Copying objects to device with virtual functions

Hi
I’m writing my first cuda program, and I’m kind of stuck.

The issue is I need to get a couple classes to GPU, that have virtual functions, I need to call on GPU.
It took me a while, but I figured out that I was crashing because I can’t simply copy those, because the pointer is in the object, which gets copied too.

To circumvent this, I created a kernel, that I call after every single copy, which recreates the object from the copied data.

template<typename T>
__global__ void fixVirtualPointers(T *other) {
	*other = T(other);
}

Unfortunately this didn’t work, I still crash at the same spot, even though that kernel executed properly beforehand.

How am I supposed to solve this?

The limitation is pointed out in the programming guide.

One suggestion would be to create your objects on the device, rather than in host code. Whatever method you use to initialize the objects in host code could presumably be reimplemented as a device function. So pass your ordinary initialization data to the device. Create your objects on the device from raw data, similarly to how you are creating them on the host. I acknowledge that this doesn’t allow for easy interoperability of such objects between host and device code, but that is the nature of the limitation.

Another obvious suggestion of course, is to redesign your processing flow/approach so that copying of objects with virtual functions between host and device is not needed. The previous paragraph is just a specific possibility within the more general suggestion here.

Read beyond this point at your own risk.

Since the mechanics of class virtual functions are (AFAIK) implementation-specific, I hesitate to suggest another option. However, the following ugly mod to your fixup code seems to work for me:

template<typename T>
__global__ void fixVirtualPointers(T *other) {
        T temp =  T(*other);
        memcpy(other, &temp, sizeof(T));
}

this is based on my own experimentation that suggests that an ordinary object copy never copies the virtual function pointer table. A small modification to above (change global to host device) would probably allow for a “fixup” function that could work in either direction (H->D or D->H)

Someone may come along and say that this is a really bad idea.

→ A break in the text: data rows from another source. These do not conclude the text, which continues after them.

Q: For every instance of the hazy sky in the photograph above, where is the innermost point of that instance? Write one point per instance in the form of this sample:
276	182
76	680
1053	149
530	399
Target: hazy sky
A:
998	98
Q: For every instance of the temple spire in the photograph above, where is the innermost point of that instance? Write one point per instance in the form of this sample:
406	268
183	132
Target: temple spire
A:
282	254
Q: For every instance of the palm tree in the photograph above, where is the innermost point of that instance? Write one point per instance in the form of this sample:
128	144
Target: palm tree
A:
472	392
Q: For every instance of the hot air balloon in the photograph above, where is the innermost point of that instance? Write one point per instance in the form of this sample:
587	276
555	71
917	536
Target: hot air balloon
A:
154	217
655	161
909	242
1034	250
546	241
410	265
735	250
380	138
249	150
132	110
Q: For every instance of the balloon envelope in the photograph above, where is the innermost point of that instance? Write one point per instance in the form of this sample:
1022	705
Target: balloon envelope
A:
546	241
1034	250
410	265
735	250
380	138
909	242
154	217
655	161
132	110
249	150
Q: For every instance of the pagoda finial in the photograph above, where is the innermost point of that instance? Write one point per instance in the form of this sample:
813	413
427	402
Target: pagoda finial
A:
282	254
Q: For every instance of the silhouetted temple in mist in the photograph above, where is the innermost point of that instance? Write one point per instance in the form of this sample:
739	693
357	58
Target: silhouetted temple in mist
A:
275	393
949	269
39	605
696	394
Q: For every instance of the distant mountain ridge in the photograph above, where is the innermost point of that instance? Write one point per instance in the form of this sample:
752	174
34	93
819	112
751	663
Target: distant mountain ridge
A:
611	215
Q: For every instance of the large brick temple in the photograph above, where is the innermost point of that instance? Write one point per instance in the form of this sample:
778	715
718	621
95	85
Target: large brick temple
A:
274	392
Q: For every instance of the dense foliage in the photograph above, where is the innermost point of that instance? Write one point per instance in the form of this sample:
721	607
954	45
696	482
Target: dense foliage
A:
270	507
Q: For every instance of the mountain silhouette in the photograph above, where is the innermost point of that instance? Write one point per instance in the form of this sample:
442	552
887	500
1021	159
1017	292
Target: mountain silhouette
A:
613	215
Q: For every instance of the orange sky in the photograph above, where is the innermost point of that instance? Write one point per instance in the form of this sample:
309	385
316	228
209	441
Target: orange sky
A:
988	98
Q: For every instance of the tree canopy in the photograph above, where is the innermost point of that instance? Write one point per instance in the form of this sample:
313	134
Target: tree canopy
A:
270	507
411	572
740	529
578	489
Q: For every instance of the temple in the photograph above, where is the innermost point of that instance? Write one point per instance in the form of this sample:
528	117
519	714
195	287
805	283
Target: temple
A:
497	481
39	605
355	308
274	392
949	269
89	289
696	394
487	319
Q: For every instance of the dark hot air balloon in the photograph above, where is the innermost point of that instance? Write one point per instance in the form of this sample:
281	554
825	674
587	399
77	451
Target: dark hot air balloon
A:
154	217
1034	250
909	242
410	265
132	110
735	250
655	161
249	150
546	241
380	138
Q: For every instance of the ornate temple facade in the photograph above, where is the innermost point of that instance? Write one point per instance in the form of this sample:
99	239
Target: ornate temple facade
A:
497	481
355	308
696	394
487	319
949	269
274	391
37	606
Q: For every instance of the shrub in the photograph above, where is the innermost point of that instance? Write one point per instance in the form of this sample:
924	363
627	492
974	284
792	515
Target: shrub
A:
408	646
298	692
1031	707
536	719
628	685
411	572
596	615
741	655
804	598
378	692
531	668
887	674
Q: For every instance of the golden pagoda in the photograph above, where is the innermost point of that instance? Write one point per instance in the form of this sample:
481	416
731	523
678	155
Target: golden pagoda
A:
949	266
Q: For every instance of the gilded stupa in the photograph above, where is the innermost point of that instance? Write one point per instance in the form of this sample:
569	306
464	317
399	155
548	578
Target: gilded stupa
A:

Use at your own risk. I’m reasonably sure this suggestion is exploring undefined behavior. The only sense of “correctness” I can attempt to ascribe to this code is that the difference between the host object and device object presumably only exists at the data level, not structural/organization/size level (otherwise a general H->D or D->H cudaMemcpy of an object would not work), and that this idea probably applies to the virtual function pointer table as well (thin ice here), and that the difference in virtual function pointers must be contained within the object itself, not external to the object (seems self-evident). Which is a bunch of hand-waving. YMMV.

Thanks, this seems to have solved the issue. I finally managed to get the code run successfully.
It crashes above a certain thread count for some reason, so I should probably solve this normally, just in case it is related to this.

I just realized that I am using a virtual function to copy objects to the device.
Is that an issue too, even if I don’t have a device equivalent, and as such I never call it?

If you never copy a particular object to the device, then there are no (CUDA-imposed) limitations on the usage of that object in host code.

virtual functions/polymorphism should work in host code exactly as you would expect, for objects created in host code. This should be more or less orthogonal to CUDA.

The concern arises, as stated in the documentation, when you copy an object created on the host to the device, or conversely, when you create an object on the device and then copy it to host code. In either of those cases, the virtual function pointer table in the object is no longer coherent.

After rereading your question, it seems that the above description is not what you were asking. If you are copying an object to the device, but you never invoke a virtual function (*), it should be OK. However this is a gray area, as the writing in the programming guide does not actually read this way. it simply says:

[url]Programming Guide :: CUDA Toolkit Documentation

“It is not allowed to pass as an argument to a global function an object of a class with virtual functions.”

I cannot abrogate the programming guide. If you want to follow the letter of the law, then do not do this, and I refer you to my original comment previously in this thread.

(*) It also seems to me, that for complex object manipulation code, guaranteeing this, the burden of which is entirely on the programmer, might be difficult or non-obvious or non-trivial.

My issue is I’m trying to port a fairly complex c++ code over to GPU, and it doesn’t work, and I don’t know why.
I’m really just trying to make sure I didn’t misunderstand anything.

Though now it seems like I have issues with code not related to this, and now I just need to manually debug what I messed up.

Anyway, thanks for the help.